By Jason Watson, CPA
Posted Wednesday, November 1, 2023
Limited Liability Companies (LLCs) are amazingly flexible in structuring a deal. As mentioned elsewhere, you can build an LLC with all kinds of deal structures such as-
- Special allocation of income and losses (including qualified income offsets to maintain compliance),
- Liquidating distributions made in accordance with positive capital account balances,
- Employment agreements,
- Buy-sell and redemption agreements, and
- Options and warrants, including convertible debt.
This list isn’t exhaustive, but what this is telling us is that certain agreements inside and outside the Operating Agreement might make the S Corp election ineffective. Why? Special allocations are simply not allowed in a S Corp. That’s easy. However, the outside agreements such as employment, buy-sell, redemption, options, warrants, debt instruments, etc., can create a second class of stock. As you might recall, an S corporation can only have one class of stock (voting and non-voting is allowed, however) according to IRC Section 1.1361-1.
Let’s use buy-sell or redemption agreements as an example. It is common for business owners to enter into agreements where shares or interest may be redeemed upon a certain event such as a change in ownership or change in control. This in itself does not create a second class of stock. However, if the purchase price is significantly above or below the fair market value of the shares or interest, it might invalidate the S Corp election.
In continuing with our example, there is a safe harbor where book value may be used. In other words, if the purchase price is somewhere between fair market value and book value, this would be a strong argument that the buy-sell or redemption agreement does not create a second class of stock.

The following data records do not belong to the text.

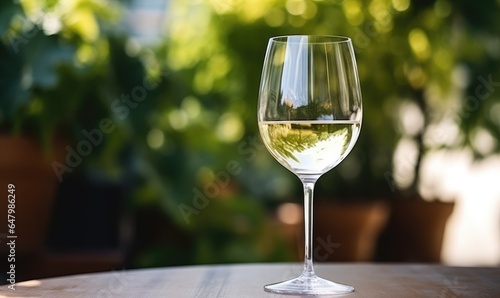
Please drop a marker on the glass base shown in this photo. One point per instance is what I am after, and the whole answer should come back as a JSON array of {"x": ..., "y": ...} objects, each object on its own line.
[{"x": 312, "y": 285}]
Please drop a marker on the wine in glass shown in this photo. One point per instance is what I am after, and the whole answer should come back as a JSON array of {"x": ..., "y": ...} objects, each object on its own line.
[{"x": 309, "y": 116}]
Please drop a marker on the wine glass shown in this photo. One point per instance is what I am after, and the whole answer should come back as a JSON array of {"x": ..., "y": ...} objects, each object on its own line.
[{"x": 309, "y": 116}]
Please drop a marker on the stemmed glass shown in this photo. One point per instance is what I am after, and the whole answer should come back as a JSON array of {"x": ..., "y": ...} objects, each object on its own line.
[{"x": 309, "y": 116}]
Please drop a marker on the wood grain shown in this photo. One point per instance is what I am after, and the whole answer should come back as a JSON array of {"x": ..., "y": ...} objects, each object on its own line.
[{"x": 247, "y": 280}]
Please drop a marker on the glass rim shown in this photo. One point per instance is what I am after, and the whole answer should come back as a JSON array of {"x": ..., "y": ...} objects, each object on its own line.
[{"x": 318, "y": 39}]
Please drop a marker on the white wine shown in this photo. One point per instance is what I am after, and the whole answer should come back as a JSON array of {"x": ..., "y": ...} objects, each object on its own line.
[{"x": 309, "y": 147}]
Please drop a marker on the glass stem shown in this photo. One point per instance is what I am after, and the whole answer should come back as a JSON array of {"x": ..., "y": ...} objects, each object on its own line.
[{"x": 308, "y": 228}]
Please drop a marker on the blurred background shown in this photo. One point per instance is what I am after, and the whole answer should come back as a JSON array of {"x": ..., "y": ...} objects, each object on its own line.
[{"x": 129, "y": 131}]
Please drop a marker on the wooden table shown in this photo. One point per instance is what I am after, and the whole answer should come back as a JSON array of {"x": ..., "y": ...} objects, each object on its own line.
[{"x": 247, "y": 280}]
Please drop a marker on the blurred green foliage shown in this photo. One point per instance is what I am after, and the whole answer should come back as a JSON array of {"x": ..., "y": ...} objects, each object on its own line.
[{"x": 66, "y": 65}]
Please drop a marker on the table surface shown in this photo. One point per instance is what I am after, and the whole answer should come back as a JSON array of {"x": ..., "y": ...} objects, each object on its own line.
[{"x": 247, "y": 280}]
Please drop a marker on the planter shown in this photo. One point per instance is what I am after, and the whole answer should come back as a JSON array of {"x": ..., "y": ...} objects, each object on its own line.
[
  {"x": 345, "y": 232},
  {"x": 23, "y": 164},
  {"x": 415, "y": 231}
]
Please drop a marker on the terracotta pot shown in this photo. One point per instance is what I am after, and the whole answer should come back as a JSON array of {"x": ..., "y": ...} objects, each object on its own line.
[
  {"x": 346, "y": 232},
  {"x": 415, "y": 231},
  {"x": 23, "y": 164}
]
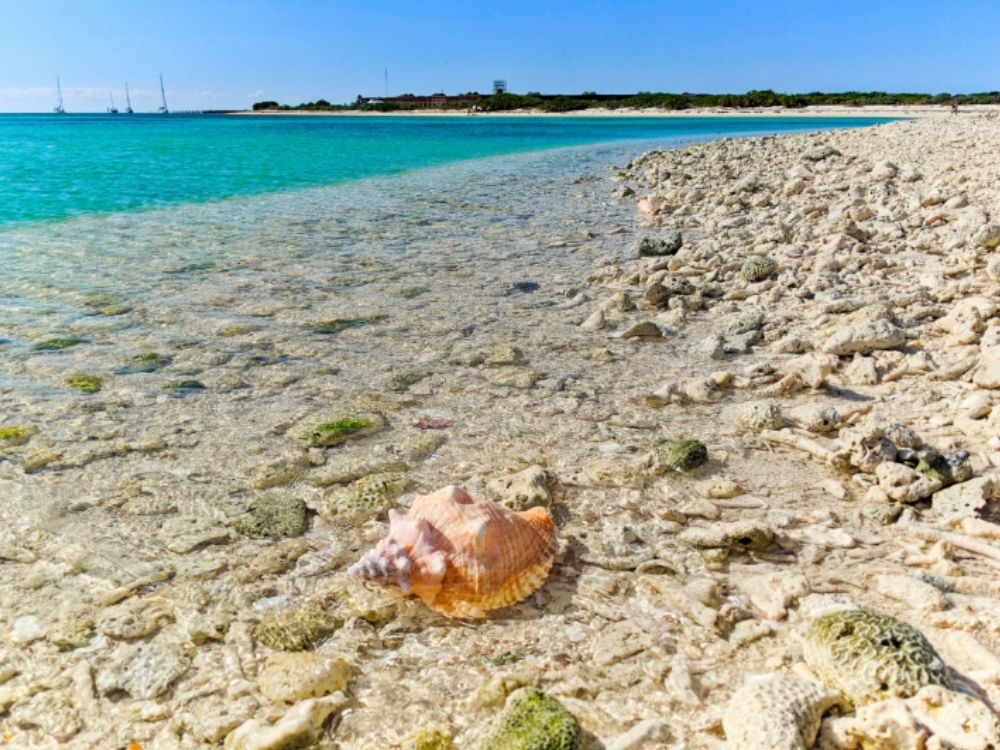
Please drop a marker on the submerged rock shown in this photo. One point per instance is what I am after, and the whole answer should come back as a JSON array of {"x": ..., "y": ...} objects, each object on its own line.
[
  {"x": 146, "y": 362},
  {"x": 337, "y": 431},
  {"x": 16, "y": 434},
  {"x": 430, "y": 739},
  {"x": 291, "y": 677},
  {"x": 758, "y": 268},
  {"x": 530, "y": 488},
  {"x": 298, "y": 729},
  {"x": 145, "y": 670},
  {"x": 868, "y": 656},
  {"x": 275, "y": 516},
  {"x": 182, "y": 388},
  {"x": 336, "y": 325},
  {"x": 57, "y": 344},
  {"x": 678, "y": 455},
  {"x": 371, "y": 496},
  {"x": 756, "y": 415},
  {"x": 532, "y": 720},
  {"x": 668, "y": 243},
  {"x": 776, "y": 712},
  {"x": 50, "y": 711},
  {"x": 297, "y": 630},
  {"x": 84, "y": 382}
]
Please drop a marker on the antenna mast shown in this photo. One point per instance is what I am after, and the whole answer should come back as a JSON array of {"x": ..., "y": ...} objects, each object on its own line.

The big lesson is that having an entity taxed as an S Corp suddenly truncates some of the flexibility offered by various deal structures and Operating Agreements (and the like). The determination of a second class of stock is largely based on the governing documents. However, whether all shares have equal rights to distribution and liquidation proceeds is ultimately the deciding factor.
Please don’t get too hung up on this. It doesn’t affect 99% of the businesses out there who are exploring an S Corp election.
What happens if you made an S Corp election but perhaps shouldn’t have? There are several Private Letter Rulings from the IRS that are littered with all kinds of examples. Here are some recent ones-
PLR 202053005 (Oct 6, 2020)
PLR 202110002 (Nov 2, 2020)
PLR 202111011 (Dec 22, 2020)
PLR 202124002 (Mar 19, 2021)
A lot of these are after-the-fact “oopsies” where the entity is now asking for relief from the IRS for electing S Corp status when in fact their Operating Agreement or other agreements made the S election ineffective. As a side note, the user fee charged by the IRS can range from $3,000 to $12,600 (and sometimes as high as $38,000). This does not include your attorney’s fee. So, Yes, these PLRs had some big reasons to ask for forgiveness.
What can be done if your entity has “some hair” on its agreements and overall governance? First, you can amend or re-state your agreements to become compliant prior to electing S corporation tax status. But more importantly, the question should be asked, “Why do you need an S corporation election here?”
We don’t want to get too far into the weeds with discussions of Q Sub elections where two S corporations are combined (parent is an S corporation and an eligible subsidiary wants to be taxed as an S corporation as well). That’s another book, or at least a thick pamphlet for sure, discussing all the reasons why.
Small Spoiler: Most small business acquisitions are an asset sale versus a stock sale, but if the entity you are acquiring cannot transfer its assets easily, then you might have to purchase the stock and file a Qualified Subchapter S Subsidiary election for the combination. An example would be an entity who has a lucrative long-term government contract that cannot be re-assigned. In this case you would buy the entity as a whole, warts and all, versus just the assets (e.g., government contract).
However, if the objective is pass-through taxation and the avoidance of self-employment taxes associated with the entity’s income, a multi-entity arrangement as discussed in Chapter 2 might be your best bet.